To his defenders, he is a martyr for free speech and an opponent of secret government – a man who leads an organization that has stunned the world with details of the cynical deals made between America and many other nations, especially in South America and the Middle East. But in Sweden, Assange is under suspicion of rape and wanted for a final interview before being charged. In many people’s eyes, he’s been set up, and they suspect that extradition to Sweden would result in a swift extradition to the United States, where it is believed he might face execution.
The Swedish police first interviewed Assange in August 2010, concerning allegations of unlawful coercion, two counts of sexual molestation and one of rape, after which he came to the UK. Assange has not actually been formally charged, as many people have pointed out – but this is not quite as simple as it sounds. In Sweden, the formal charge is only made after the prosecuting evidence has been gathered, unlike in the UK where a defendant is charged and then investigated. In his legal fight against extradition in the English courts, Assange tried to argue that the offences he’s been accused of are not offences under English law, but the High Court rejected that claim. In their final judgment, they also ruled that, though he has not been charged, “criminal proceedings have commenced against Mr Assange”.
Indeed, it would not be possible for Sweden to extradite Assange merely for questioning. The Extradition Act states that the extradition warrant “is issued with a view to [the defendant’s] arrest and extradition … for the purpose of being prosecuted for the offence.” Assange is wanted in Sweden for a second interview, following which he would be charged. And according to Swedish law, his trial would have to commence not more than two weeks afterwards.
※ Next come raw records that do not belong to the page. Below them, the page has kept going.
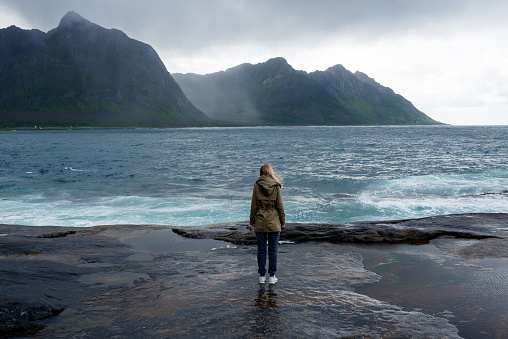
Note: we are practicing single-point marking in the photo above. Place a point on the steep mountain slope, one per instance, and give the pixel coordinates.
(81, 73)
(374, 103)
(274, 93)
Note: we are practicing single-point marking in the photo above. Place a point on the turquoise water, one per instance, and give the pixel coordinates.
(203, 176)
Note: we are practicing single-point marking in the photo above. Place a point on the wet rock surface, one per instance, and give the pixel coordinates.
(147, 281)
(417, 231)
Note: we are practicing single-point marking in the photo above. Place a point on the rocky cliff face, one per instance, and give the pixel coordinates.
(375, 103)
(81, 73)
(274, 93)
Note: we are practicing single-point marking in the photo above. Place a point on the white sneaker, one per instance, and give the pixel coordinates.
(272, 280)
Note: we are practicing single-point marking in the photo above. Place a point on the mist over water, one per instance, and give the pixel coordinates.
(203, 176)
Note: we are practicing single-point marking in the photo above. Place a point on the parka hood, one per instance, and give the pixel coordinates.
(267, 184)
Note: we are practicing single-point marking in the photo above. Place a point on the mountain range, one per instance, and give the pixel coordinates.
(83, 74)
(274, 93)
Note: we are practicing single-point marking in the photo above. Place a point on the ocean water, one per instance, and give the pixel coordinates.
(199, 176)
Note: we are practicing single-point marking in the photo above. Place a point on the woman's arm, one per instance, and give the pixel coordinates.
(253, 207)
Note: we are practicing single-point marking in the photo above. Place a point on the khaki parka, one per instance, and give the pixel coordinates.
(267, 209)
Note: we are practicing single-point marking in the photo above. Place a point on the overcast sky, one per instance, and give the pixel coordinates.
(448, 57)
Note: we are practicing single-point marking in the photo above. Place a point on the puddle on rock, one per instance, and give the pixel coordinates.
(165, 240)
(471, 294)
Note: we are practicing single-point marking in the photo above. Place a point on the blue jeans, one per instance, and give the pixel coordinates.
(273, 245)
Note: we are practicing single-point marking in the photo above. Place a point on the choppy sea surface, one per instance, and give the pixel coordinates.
(197, 176)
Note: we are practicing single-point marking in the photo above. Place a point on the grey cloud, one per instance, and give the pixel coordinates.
(194, 24)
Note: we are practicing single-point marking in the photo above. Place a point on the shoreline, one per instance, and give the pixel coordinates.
(146, 280)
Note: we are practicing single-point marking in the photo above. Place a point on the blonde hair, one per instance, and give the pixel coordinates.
(267, 170)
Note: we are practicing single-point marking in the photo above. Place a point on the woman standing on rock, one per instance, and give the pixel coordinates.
(268, 218)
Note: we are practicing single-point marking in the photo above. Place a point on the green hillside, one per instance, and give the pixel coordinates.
(273, 93)
(82, 74)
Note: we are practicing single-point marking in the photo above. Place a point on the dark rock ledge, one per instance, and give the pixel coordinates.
(147, 281)
(412, 231)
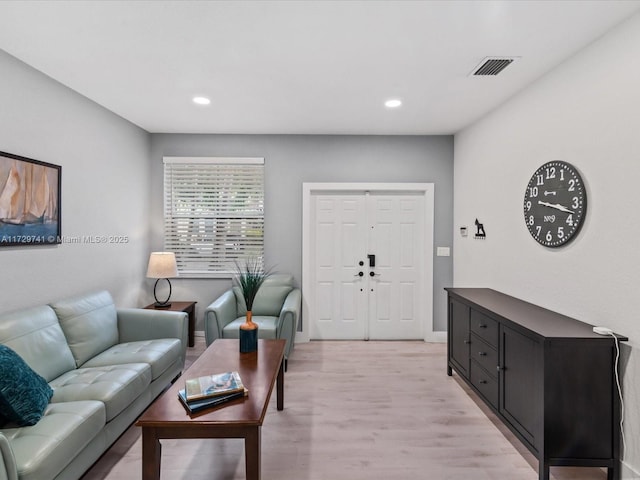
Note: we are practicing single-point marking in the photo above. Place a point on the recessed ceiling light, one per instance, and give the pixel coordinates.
(201, 100)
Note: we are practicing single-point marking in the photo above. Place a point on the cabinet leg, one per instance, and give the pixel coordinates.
(613, 473)
(543, 472)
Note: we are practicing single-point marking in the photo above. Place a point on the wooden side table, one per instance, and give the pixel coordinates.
(189, 308)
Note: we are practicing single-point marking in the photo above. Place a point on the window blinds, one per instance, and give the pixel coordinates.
(213, 213)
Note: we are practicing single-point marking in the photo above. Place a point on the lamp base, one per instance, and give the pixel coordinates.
(158, 303)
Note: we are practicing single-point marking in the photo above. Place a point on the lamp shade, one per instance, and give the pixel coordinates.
(162, 265)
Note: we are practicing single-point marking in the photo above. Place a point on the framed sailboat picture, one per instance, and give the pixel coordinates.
(29, 201)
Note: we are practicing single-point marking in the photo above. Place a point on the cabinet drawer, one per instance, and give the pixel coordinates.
(485, 355)
(485, 327)
(485, 383)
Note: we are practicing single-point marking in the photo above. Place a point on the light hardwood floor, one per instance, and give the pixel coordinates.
(356, 411)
It has been argued, though, that Sweden ought to interview Assange in London, to assuage the doubts of those concerned about his possible extradition to the US. But it’s not at all clear of what benefit this would be to the Swedish authorities, since they will formally charge him following this second interview – and the charges can only be faced in Sweden. Assange has already shown his unwillingness to go to Sweden, and is unlikely to forego his asylum to do so when he has been charged. Sweden has refused to guarantee that he would not be extradited to the US, claiming that they can only judge the validity of an extradition warrant when they receive it – and the US can only make the request when Assange is in Sweden.
Despite this, Assange would actually be slightly less at risk of extradition to the United States in Sweden than in the UK. Both countries are prohibited by the European Convention of Human Rights from extraditing someone to a country where they would face charges of a capital offence, or prison conditions so bad they amount to torture – as they arguably do for Bradley Manning, the corporal who leaked many of the US government documents to Wikileaks. But extradition from Sweden would also require the additional consent of the UK, where Assange enjoys a high level of popular support. Many American politicians and media pundits have made bloodthirsty remarks, and suggested a trial for treason or espionage (which faces the death penalty), but the European Convention clearly makes Assange’s extradition illegal under such inhumane circumstances.
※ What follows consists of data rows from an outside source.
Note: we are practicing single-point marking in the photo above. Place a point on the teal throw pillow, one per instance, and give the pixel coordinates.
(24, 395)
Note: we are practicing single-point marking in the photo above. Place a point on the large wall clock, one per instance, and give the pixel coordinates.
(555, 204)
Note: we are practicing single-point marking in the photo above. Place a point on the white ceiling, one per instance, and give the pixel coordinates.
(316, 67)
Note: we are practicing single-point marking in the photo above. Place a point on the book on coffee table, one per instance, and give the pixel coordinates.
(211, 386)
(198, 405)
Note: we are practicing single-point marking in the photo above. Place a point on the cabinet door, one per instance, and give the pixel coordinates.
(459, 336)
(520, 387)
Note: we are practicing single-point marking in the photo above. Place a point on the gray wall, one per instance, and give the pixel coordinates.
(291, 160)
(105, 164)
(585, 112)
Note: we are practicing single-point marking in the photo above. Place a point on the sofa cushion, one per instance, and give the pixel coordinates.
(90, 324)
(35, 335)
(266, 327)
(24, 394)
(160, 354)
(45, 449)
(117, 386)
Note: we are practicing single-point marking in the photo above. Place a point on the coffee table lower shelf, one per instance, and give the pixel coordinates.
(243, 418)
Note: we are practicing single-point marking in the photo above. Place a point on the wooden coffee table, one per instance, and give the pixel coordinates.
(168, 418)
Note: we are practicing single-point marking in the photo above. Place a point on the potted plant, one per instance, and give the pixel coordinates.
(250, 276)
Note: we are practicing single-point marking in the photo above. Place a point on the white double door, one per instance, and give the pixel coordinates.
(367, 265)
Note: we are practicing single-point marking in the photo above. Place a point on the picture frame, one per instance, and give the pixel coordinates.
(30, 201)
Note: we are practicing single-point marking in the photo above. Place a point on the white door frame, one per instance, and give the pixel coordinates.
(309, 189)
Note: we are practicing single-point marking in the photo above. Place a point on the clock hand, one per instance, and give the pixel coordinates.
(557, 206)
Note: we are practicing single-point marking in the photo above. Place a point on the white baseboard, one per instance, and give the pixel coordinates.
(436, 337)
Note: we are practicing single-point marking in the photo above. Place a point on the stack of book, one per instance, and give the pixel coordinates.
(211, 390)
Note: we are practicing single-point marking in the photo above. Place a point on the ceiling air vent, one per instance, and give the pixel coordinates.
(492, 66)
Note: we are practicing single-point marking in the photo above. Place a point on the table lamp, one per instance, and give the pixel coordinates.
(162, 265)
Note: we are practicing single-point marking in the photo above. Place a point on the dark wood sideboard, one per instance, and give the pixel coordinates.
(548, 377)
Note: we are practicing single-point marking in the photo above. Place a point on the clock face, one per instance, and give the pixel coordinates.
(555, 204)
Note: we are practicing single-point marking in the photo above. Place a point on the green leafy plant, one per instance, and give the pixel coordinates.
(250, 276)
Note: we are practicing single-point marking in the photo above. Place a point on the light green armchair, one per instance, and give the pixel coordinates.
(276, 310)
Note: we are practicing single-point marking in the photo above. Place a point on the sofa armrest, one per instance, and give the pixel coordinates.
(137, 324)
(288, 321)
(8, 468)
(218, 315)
Having exhausted all his options in the lower courts, the Supreme Court of the UK also upheld his extradition warrant, after which Assange skipped bail. He was granted political asylum in the Ecuadorean embassy, itself an issue of dubious legality, since the 1951 Refugee Convention allows asylum only for those with a “well-founded fear of being persecuted”. This definition of ‘persecution’ does not normally include the prosecution of a person under laws enacted by a democratically elected parliament, after the person has been allowed to challenge the case multiple times in the courts. Nonetheless, even if he is never extradited, Assange will still be liable for arrest in the UK for breaching his bail terms.
On 16th August, Assange was granted asylum by the Embassy of Ecuador, but the UK refused to grant him safe passage out of the country. The Foreign Office then made a very clumsy move, and sent a letter to the Ecuadorean ambassador that ‘reminded’ him of the powers the Foreign Secretary has to revoke an embassy’s diplomatic status. These powers do exist, but they are limited and would cause a major diplomatic headache, as well as requiring significant justification in international law under the 1961 Vienna Convention on Diplomatic Relations. It is very unlikely that the UK would risk setting a precedent for the entry by the police of other countries into its embassies, merely in order to arrest a man suspected of sexual assault.
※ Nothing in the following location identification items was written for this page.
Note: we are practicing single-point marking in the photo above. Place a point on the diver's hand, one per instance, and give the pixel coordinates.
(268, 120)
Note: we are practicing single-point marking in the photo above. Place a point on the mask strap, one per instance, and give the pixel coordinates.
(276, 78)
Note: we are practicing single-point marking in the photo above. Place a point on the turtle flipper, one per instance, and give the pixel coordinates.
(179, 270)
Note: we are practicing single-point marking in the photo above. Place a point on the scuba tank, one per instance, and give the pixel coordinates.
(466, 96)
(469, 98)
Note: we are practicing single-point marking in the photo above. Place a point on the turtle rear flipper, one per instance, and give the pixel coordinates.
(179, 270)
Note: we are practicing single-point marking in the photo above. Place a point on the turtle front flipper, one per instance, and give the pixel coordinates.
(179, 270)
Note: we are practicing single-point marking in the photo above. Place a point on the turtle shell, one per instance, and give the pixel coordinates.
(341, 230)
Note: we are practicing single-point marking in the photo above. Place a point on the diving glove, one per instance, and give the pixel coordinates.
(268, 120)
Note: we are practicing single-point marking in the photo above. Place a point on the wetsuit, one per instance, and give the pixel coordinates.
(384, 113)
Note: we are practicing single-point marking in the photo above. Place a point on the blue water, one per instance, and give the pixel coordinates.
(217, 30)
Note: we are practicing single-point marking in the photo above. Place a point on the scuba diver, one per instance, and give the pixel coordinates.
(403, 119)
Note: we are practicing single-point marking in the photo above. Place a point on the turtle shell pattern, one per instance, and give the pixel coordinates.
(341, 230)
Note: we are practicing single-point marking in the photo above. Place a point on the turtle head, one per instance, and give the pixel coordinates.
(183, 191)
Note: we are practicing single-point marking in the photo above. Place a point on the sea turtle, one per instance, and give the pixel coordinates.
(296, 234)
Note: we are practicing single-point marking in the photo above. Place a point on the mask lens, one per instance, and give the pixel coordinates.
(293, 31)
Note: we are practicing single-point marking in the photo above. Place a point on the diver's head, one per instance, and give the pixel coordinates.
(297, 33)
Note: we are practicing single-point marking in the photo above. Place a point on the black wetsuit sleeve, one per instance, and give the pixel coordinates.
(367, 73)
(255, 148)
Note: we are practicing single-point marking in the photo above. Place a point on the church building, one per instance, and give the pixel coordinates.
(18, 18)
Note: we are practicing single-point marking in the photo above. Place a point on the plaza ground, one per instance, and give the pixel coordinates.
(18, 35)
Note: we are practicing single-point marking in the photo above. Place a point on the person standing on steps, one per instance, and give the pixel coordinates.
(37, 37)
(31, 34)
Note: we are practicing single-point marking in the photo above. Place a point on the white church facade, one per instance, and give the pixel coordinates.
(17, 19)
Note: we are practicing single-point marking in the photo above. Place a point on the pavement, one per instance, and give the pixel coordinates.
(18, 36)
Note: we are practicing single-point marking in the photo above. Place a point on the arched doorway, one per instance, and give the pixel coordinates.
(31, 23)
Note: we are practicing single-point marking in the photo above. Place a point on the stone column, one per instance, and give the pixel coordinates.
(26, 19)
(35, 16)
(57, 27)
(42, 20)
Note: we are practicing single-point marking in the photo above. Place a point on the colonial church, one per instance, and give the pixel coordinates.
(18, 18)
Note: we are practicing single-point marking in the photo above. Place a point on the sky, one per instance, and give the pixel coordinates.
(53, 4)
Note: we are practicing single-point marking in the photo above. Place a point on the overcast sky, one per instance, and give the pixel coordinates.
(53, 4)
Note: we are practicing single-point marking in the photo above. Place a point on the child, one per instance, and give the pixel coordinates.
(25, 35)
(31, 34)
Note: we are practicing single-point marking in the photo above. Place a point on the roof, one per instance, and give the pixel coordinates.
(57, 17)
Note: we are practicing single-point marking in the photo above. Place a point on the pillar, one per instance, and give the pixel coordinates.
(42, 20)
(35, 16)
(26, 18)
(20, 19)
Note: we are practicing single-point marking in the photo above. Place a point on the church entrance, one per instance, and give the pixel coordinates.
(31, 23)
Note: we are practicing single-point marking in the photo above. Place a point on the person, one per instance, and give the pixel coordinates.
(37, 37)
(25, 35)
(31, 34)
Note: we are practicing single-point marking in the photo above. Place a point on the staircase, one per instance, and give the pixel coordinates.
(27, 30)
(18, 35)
The result is a stalemate. Assange could potentially remain in the Ecuadorean Embassy in London for years, or even for the remainder of his life, acting as a continual embarrassment to the UK, the US, and Sweden. What is certain is that if he steps outside the embassy doors, he will be immediately arrested and deported to Sweden. Whether or not the charges against him are true, we may never know. They can only be proved in a court of law, and it is quite possible that Assange will never enter one again in his life.